Armenia: Part 1

The world changes during the month of Ramadan. Early mornings turn into late late nights. I was lucky to have shorter working hours at my job in KSA. To eat or drink water at work I needed to go on the roof of the building or the “non-Muslim rest area.” No coffee shops or meals out for a month. It felt hard and restrictive at first, but I got used to the feeling of hiding to eat. It’s the first year in many years that I haven’t attempted to fast along with my friends and family.

Towards the end of Ramadan, when many Muslims pray all through the night, work stopped and it was time for a change. My husband is currently in the US, so I decided to take Ilya to Armenia. It’s less than a three-hour flight from Dubai. My hope was to let Ilya enjoy some cool weather and nature. I also hoped to enjoy a sip of water or a “Khachapuri” pastry in the gleaming hours of sunlight.

Ilya developed a horrible fever that lasted for one week before the start of vacation. I was going to cancel the trip. But a round of antibiotics helped him recover, and we took off.
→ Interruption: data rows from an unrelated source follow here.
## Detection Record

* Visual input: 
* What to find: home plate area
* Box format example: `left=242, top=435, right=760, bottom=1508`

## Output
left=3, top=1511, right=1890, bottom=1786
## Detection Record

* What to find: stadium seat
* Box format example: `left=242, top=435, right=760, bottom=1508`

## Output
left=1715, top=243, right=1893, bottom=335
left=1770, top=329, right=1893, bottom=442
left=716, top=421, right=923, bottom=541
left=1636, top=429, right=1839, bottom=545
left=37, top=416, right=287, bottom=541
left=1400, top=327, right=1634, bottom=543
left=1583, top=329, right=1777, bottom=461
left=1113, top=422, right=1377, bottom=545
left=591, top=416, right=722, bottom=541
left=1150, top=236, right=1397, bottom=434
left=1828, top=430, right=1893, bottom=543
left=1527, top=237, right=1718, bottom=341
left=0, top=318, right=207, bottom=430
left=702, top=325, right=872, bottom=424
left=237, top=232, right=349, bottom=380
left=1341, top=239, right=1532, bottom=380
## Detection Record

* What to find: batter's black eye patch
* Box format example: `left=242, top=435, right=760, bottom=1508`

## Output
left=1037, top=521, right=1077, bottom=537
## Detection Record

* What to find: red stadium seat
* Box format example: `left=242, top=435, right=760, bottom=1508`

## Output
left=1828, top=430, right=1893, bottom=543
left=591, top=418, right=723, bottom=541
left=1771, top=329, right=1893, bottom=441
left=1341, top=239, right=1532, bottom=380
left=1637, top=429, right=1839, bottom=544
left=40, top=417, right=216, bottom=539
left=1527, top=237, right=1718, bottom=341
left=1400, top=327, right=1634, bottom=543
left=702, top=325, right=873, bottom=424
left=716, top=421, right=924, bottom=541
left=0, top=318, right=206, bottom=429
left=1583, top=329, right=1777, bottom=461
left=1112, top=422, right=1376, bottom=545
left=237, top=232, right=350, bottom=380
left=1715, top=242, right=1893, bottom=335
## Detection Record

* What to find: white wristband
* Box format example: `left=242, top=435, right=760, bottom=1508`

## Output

Our first 2 days were spent in Yerevan, the capital of Armenia. Our first outing was to a vegetable shop near our apartment. I bought fresh strawberries, tomatoes and cucumbers. The produce was fantastic.

I remember feeling overwhelmed the first two days of the trip. Ilya had many tantrums and I felt a huge sense of responsibility because I was alone in a foreign place with a young, vulnerable child. It was terrifying. I tried to keep an open and creative mind. We tried using a stroller, I wore him on my back, and I also tried to let him walk. I wanted to see which was the best method for keeping him calm and safe while out and about.

I decided that the best method was to travel slowly. We went to parks, we took short walks in the neighborhood, we attempted supermarket trips, and I relaxed on the balcony while he napped at home. This is how we were able to make it work.